Teachers are taking a digital approach
Technology creates new opportunities, and teachers are beginning to integrate more of it into their classrooms.
One of these technologies, dubbed "Google Classrooms," is an online blog where teachers can post assignments, announcements, video lectures, useful tools and grades.
Using Google Classroom, students can complete work assigned through internet links using Google Docs. This service is provided by Google for Education, to which the Nashua School District has a subscription.
South biology teacher Lisa Marshall said she learned about Google Classrooms last year through the New Hampshire Science Teachers Association.
"(I) saw it as a great tool to help students stay organized and have one place to go for all information," Marshall said.
Marshall has recruited other teachers, including Katherine Johnson, South Blueprints and Advanced Placement government teacher.
"I like the idea of using less paper in the classroom and having quicker access for students to turn in their assignments," Johnson said.
Students generally agree that Google Classroom is an easier way to turn in schoolwork because of its flexibility.
Nashua South Sophomore Owen Mooso said, "I like Google Classroom because it allows me to complete assignments without carrying as much paper around."
Among the positive features of Google Classroom is that teachers now have more discretion in regards to using class time. Marshall said she has the ability to attach videos of lectures so she doesn’t have to lecture all class, leading to more hands-on activities.
This is commonly known as the "Flipped Classroom," essentially when learning takes place outside of the classroom, while learning exercises can take place in class.
Johnson said class participation and completed work have increased since she started using Google Classroom. Students can provide evidence that they completed the work, instead of cramming it five minutes before a teacher checks it off at the beginning of class.

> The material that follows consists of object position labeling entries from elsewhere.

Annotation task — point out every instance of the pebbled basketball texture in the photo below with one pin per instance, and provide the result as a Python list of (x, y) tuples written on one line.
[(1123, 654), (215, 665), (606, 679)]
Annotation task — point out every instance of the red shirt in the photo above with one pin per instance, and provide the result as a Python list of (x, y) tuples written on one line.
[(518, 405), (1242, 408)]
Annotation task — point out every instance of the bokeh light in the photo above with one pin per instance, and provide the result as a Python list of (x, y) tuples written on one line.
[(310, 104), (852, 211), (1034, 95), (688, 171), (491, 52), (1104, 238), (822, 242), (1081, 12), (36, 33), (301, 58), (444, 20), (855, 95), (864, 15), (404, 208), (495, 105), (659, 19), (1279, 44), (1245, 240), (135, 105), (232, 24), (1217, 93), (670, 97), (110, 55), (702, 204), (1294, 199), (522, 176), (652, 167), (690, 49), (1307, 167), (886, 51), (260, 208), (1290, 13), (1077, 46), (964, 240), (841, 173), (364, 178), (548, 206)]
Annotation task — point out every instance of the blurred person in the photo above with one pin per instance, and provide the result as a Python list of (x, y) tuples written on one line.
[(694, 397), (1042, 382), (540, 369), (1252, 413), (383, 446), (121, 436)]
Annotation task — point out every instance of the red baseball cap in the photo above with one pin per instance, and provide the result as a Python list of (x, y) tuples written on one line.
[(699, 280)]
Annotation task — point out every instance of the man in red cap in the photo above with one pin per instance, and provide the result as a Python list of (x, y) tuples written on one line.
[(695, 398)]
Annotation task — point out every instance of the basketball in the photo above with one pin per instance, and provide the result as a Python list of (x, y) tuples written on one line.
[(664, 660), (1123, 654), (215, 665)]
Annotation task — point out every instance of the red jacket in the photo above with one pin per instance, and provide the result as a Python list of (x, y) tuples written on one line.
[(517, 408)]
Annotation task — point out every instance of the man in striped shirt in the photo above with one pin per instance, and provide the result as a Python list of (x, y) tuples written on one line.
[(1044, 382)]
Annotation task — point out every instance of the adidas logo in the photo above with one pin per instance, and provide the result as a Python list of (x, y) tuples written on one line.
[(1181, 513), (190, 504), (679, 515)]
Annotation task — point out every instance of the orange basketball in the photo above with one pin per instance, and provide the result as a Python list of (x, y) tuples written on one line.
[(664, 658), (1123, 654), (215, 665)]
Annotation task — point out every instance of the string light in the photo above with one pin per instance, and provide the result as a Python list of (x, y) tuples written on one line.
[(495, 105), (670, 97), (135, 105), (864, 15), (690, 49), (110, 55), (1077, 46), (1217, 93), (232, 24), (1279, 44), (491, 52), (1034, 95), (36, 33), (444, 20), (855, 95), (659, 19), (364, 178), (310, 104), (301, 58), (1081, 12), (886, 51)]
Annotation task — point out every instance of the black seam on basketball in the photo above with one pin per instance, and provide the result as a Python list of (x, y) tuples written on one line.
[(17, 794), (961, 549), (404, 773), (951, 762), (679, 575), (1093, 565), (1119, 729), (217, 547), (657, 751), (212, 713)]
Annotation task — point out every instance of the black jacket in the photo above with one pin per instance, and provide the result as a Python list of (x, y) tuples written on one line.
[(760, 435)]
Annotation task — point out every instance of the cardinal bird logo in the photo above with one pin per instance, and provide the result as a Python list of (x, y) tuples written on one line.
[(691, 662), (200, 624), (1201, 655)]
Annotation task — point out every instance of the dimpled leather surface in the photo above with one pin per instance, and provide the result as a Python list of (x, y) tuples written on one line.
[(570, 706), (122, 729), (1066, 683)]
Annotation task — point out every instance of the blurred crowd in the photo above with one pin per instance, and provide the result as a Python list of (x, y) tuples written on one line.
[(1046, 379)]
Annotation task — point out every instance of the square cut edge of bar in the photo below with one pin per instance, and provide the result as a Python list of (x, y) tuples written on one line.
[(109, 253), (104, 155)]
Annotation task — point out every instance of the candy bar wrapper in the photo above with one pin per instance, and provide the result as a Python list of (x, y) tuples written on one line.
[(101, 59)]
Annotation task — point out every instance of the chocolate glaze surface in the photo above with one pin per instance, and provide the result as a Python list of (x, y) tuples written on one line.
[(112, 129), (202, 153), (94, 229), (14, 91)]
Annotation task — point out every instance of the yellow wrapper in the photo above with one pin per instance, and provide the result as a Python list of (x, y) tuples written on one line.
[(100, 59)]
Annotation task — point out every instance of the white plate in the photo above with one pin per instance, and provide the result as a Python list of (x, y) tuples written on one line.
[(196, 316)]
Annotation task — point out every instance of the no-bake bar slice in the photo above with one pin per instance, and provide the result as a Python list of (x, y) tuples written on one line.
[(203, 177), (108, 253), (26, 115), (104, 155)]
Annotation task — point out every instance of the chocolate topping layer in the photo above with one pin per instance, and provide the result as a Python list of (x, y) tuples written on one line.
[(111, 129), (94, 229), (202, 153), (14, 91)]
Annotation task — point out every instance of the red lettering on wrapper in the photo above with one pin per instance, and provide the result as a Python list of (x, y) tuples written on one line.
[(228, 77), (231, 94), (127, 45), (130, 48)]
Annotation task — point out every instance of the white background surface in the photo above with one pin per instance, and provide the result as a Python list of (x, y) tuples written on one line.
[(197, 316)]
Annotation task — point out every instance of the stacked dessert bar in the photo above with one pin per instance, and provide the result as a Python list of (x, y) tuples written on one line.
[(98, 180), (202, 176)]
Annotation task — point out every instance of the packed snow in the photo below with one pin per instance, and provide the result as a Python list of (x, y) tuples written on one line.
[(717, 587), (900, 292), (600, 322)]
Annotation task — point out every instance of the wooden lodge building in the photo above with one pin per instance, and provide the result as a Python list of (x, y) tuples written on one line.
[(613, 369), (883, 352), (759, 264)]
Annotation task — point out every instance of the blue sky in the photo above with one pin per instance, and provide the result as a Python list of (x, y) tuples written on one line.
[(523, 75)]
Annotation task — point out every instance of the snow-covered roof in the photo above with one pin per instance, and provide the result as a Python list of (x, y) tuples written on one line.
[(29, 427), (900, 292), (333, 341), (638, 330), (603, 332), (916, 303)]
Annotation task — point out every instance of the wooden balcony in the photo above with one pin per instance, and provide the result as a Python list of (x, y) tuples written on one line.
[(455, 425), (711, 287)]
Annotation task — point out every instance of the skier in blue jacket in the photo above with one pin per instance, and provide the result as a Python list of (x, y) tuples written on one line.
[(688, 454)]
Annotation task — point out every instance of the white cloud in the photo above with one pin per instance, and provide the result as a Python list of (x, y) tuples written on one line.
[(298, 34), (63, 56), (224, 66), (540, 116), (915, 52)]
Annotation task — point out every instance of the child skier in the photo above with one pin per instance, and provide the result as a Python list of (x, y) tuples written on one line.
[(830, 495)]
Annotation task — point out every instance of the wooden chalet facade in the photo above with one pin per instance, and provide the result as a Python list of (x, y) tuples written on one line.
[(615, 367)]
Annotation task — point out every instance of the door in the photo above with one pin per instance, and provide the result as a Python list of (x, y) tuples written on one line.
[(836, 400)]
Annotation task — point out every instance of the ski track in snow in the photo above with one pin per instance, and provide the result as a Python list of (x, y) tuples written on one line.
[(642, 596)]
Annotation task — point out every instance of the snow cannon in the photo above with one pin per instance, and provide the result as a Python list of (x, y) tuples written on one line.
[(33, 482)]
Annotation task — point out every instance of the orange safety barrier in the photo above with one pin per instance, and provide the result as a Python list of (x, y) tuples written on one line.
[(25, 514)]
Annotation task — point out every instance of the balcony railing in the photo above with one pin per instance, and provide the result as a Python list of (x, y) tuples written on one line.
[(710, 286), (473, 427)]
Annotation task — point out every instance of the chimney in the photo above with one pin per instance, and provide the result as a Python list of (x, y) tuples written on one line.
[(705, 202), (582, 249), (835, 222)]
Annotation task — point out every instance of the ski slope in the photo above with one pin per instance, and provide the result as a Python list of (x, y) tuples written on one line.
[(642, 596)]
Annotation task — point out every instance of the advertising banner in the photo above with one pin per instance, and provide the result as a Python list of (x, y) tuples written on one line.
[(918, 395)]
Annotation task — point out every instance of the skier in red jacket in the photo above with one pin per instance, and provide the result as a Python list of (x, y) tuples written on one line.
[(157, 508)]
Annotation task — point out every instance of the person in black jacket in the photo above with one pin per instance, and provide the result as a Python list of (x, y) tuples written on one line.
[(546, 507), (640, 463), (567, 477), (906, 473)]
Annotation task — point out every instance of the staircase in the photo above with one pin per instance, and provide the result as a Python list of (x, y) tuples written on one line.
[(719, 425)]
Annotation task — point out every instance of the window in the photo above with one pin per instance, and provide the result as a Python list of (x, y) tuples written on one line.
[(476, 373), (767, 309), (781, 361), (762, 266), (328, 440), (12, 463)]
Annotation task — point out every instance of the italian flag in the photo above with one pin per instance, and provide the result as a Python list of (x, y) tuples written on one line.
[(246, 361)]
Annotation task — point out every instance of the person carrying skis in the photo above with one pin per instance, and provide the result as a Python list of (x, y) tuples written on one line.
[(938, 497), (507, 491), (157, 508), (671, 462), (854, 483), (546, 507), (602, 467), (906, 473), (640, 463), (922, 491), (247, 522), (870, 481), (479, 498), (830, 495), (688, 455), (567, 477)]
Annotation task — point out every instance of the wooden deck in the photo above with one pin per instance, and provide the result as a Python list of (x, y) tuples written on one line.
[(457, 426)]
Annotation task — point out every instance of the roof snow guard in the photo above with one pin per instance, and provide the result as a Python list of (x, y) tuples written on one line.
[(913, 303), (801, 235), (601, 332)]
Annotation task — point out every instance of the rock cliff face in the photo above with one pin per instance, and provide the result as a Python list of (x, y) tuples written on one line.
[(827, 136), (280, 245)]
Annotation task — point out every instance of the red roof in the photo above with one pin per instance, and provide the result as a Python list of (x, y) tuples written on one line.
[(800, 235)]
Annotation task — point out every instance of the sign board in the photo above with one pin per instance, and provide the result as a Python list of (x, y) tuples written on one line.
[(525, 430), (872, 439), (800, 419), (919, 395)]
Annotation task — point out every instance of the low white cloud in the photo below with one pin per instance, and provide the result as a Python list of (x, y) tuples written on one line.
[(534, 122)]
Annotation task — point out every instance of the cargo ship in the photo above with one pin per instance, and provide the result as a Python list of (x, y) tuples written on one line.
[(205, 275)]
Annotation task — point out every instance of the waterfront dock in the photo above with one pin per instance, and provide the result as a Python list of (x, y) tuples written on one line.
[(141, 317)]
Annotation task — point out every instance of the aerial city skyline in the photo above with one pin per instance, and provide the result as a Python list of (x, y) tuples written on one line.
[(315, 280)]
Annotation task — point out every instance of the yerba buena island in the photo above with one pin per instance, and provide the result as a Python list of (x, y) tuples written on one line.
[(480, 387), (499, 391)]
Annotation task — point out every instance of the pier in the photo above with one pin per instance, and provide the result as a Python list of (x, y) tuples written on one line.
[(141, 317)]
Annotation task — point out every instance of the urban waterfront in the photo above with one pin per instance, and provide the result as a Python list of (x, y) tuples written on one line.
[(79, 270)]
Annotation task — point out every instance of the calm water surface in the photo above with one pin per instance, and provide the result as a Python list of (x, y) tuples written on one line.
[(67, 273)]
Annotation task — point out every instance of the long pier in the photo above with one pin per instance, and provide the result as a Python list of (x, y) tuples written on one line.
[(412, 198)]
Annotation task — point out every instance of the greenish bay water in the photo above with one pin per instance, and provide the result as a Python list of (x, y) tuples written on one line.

However, making Google Classroom a permanent feature of the school would only work with increased classroom access to computers.
"If we have more computers available because more teachers are using it, then we have more need for computers," Johnson said.
Over the past few years, the Nashua School District has invested in Chromebooks for students and teachers in the classroom, essentially creating a computer lab in the class.
However, many teachers find difficulties scheduling them because of the limited supply. If the supply were to increase, then the use of a program like Google Classroom would become more feasible.
"(Google Classroom) is more of a 21st-century approach to assignments, and students are used to accessing things digitally, and this is what they will experience in the workplace – more than paper assignments," Marshall said.
Cam McIntire is a sophomore at Nashua High School South.